🤖 AI Summary
In supply chain decision-making, optimization recommendations suffer from poor interpretability, complex human–system interaction, and delayed model updates—resulting in decision cycles spanning days to weeks and heavy reliance on data science teams. This paper introduces the first LLM-powered intelligent interaction layer tailored for supply chain optimization, integrating natural language understanding, knowledge-based reasoning, and optimization tool orchestration. Our approach delivers three key contributions: (1) automated generation of human-interpretable explanations for optimization outputs; (2) natural-language-driven dynamic scenario simulation and “what-if” analysis; and (3) business-feedback-guided adaptive retraining and updating of mathematical optimization models. By eliminating manual intermediation, the framework reduces decision latency to minutes, significantly enhancing autonomous decision-making capabilities for planners and executives. It advances the democratization and real-time operation of supply chain decision technologies.
📝 Abstract
Supply Chain Management requires addressing a variety of complex decision-making challenges, from sourcing strategies to planning and execution. Over the last few decades, advances in computation and information technologies have enabled the transition from manual, intuition and experience-based decision-making, into more automated and data-driven decisions using a variety of tools that apply optimization techniques. These techniques use mathematical methods to improve decision-making.
Unfortunately, business planners and executives still need to spend considerable time and effort to (i) understand and explain the recommendations coming out of these technologies; (ii) analyze various scenarios and answer what-if questions; and (iii) update the mathematical models used in these tools to reflect current business environments.
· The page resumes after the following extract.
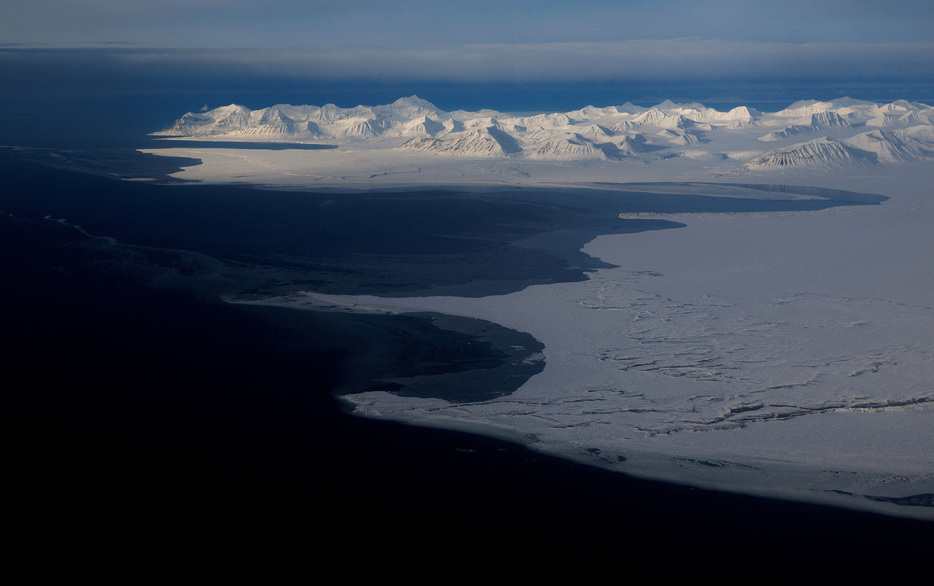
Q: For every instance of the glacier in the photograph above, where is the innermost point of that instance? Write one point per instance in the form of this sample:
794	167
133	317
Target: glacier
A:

Addressing these challenges requires involving data science teams and/or the technology providers to explain results or make the necessary changes in the technology and hence significantly slows down decision making.
Motivated by the recent advances in Large Language Models (LLMs), we report how this disruptive technology can democratize supply chain technology - namely, facilitate the understanding of tools' outcomes, as well as the interaction with supply chain tools without human-in-the-loop. Specifically, we report how we apply LLMs to address the three challenges described above, thus substantially reducing the time to decision from days and weeks to minutes and hours as well as dramatically increasing planners' and executives' productivity and impact.